They came to the town, and left Gerald at the railway station. Gudrun
and Winifred were to come to tea with Birkin, who expected Ursula also.
In the afternoon, however, the first person to turn up was Hermione.
Birkin was out, so she went in the drawing-room, looking at his books
and papers, and playing on the piano. Then Ursula arrived. She was
surprised, unpleasantly so, to see Hermione, of whom she had heard
nothing for some time.
'It is a surprise to see you,' she said.
'Yes,' said Hermione--'I've been away at Aix--' 'Oh, for your health?' 'Yes.' The two women looked at each other. Ursula resented Hermione's long,
grave, downward-looking face. There was something of the stupidity and
the unenlightened self-esteem of a horse in it. 'She's got a
horse-face,' Ursula said to herself, 'she runs between blinkers.' It
did seem as if Hermione, like the moon, had only one side to her penny.
There was no obverse. She stared out all the time on the narrow, but to
her, complete world of the extant consciousness. In the darkness, she
did not exist. Like the moon, one half of her was lost to life. Her
self was all in her head, she did not know what it was spontaneously to
run or move, like a fish in the water, or a weasel on the grass. She
must always KNOW.
But Ursula only suffered from Hermione's one-sidedness. She only felt
Hermione's cool evidence, which seemed to put her down as nothing.

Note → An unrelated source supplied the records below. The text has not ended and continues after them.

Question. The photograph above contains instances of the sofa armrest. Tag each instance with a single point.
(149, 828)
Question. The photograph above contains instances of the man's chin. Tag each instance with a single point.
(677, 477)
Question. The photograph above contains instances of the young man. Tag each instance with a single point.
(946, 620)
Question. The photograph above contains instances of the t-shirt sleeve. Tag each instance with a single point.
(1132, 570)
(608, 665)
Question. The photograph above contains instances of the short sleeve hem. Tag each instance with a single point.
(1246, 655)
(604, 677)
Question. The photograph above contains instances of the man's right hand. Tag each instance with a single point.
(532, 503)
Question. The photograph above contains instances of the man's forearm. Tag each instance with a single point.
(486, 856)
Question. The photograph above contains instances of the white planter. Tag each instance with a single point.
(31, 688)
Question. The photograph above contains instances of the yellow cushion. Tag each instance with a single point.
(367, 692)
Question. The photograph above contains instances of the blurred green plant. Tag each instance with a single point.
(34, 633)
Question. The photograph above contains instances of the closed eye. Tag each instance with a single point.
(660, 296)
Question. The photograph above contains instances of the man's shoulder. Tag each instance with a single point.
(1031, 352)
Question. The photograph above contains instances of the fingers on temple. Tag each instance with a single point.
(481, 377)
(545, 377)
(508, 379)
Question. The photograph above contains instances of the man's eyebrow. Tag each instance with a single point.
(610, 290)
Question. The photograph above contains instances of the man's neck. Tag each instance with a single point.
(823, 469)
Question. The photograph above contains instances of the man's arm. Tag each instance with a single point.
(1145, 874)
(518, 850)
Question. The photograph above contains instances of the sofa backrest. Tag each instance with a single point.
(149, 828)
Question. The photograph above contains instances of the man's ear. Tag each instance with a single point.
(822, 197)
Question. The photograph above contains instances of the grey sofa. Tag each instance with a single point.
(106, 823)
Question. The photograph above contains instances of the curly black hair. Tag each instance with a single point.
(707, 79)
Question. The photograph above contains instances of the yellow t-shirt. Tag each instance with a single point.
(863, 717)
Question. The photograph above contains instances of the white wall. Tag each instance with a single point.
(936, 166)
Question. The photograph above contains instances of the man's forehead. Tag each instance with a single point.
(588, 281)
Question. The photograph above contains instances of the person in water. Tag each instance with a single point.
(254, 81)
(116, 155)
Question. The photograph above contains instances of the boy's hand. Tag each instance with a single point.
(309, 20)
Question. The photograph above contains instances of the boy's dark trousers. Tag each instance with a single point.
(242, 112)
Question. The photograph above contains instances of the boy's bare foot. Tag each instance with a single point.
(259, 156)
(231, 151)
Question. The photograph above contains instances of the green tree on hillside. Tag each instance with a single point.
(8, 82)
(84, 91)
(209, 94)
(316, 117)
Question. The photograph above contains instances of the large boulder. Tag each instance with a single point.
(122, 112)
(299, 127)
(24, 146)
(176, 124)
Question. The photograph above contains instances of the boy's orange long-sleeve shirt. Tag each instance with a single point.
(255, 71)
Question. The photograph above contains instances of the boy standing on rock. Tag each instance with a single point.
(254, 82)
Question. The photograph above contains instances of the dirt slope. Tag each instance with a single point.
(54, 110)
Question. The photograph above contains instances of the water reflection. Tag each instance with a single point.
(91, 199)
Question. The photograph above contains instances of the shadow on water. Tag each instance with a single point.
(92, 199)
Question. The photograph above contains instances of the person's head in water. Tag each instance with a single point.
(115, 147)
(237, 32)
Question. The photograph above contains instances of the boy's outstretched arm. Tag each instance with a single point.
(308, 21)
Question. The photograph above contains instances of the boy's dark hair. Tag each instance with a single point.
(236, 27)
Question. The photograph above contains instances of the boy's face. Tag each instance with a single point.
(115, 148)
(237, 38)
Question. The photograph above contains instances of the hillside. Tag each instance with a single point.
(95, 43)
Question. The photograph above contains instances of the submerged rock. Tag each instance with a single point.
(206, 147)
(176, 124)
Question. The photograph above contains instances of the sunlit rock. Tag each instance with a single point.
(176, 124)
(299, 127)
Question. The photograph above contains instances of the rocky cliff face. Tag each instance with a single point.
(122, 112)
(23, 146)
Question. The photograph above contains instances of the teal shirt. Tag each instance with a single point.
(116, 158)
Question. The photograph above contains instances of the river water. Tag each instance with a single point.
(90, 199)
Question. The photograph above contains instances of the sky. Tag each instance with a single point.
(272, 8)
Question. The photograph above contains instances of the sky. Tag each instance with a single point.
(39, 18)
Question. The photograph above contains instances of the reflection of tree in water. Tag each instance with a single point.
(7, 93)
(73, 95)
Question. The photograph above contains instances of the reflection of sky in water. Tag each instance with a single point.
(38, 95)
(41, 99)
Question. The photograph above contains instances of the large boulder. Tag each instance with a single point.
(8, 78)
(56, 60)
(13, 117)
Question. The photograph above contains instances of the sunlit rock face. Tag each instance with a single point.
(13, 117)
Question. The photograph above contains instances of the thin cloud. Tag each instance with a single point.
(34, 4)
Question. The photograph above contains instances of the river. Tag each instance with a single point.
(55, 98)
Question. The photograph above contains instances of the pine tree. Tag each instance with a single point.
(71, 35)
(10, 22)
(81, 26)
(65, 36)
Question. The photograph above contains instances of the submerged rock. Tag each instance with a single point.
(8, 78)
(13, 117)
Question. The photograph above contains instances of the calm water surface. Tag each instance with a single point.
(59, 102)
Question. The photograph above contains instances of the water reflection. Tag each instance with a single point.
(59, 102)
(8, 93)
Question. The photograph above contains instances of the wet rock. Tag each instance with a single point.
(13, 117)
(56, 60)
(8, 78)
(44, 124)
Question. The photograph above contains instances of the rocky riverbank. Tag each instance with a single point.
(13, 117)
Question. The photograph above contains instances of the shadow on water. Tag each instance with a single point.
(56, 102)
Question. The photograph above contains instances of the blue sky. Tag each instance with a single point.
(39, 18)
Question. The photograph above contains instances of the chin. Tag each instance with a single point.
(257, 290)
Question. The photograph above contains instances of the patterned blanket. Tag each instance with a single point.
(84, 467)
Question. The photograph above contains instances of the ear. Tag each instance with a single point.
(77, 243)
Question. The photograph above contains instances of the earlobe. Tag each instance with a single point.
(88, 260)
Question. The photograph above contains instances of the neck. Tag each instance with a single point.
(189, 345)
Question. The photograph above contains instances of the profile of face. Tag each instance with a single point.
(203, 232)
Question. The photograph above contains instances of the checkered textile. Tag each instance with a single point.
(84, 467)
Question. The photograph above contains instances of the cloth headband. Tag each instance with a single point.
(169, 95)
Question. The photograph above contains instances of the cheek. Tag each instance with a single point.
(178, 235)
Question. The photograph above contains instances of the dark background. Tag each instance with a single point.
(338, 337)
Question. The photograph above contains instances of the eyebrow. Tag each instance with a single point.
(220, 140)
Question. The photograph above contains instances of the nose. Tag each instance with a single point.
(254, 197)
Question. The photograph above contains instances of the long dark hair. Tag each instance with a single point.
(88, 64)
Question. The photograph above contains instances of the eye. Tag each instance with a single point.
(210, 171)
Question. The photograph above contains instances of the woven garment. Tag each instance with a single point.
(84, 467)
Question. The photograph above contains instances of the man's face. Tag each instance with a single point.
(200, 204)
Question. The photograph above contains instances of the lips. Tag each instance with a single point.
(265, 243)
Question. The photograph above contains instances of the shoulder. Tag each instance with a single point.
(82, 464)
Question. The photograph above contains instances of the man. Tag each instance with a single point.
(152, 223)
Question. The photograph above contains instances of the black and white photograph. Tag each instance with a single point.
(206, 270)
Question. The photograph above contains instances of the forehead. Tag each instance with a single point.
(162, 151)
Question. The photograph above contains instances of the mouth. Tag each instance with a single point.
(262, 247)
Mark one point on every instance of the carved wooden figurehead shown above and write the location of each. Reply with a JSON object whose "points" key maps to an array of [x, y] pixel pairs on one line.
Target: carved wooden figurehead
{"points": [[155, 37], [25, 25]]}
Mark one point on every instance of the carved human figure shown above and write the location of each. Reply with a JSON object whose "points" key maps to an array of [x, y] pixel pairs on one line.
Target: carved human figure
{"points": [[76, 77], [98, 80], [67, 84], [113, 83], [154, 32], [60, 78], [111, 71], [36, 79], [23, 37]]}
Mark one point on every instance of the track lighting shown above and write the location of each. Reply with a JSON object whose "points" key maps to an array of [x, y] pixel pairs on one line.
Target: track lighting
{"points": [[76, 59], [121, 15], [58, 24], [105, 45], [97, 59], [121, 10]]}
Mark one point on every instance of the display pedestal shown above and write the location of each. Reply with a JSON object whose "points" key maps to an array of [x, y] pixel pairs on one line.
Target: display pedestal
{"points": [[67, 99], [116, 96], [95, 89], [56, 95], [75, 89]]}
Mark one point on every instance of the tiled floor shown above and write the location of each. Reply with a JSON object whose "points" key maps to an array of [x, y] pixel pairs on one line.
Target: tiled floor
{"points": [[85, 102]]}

Hermione, who brooded and brooded till she was exhausted with the ache
of her effort at consciousness, spent and ashen in her body, who gained
so slowly and with such effort her final and barren conclusions of
knowledge, was apt, in the presence of other women, whom she thought
simply female, to wear the conclusions of her bitter assurance like
jewels which conferred on her an unquestionable distinction,
established her in a higher order of life. She was apt, mentally, to
condescend to women such as Ursula, whom she regarded as purely
emotional. Poor Hermione, it was her one possession, this aching
certainty of hers, it was her only justification. She must be confident
here, for God knows, she felt rejected and deficient enough elsewhere.
In the life of thought, of the spirit, she was one of the elect. And
she wanted to be universal. But there was a devastating cynicism at the
bottom of her. She did not believe in her own universals--they were
sham. She did not believe in the inner life--it was a trick, not a
reality. She did not believe in the spiritual world--it was an
affectation. In the last resort, she believed in Mammon, the flesh, and
the devil--these at least were not sham. She was a priestess without
belief, without conviction, suckled in a creed outworn, and condemned
to the reiteration of mysteries that were not divine to her. Yet there
was no escape. She was a leaf upon a dying tree. What help was there
then, but to fight still for the old, withered truths, to die for the
old, outworn belief, to be a sacred and inviolate priestess of
desecrated mysteries? The old great truths BAD been true. And she was a
leaf of the old great tree of knowledge that was withering now. To the
old and last truth then she must be faithful even though cynicism and
mockery took place at the bottom of her soul.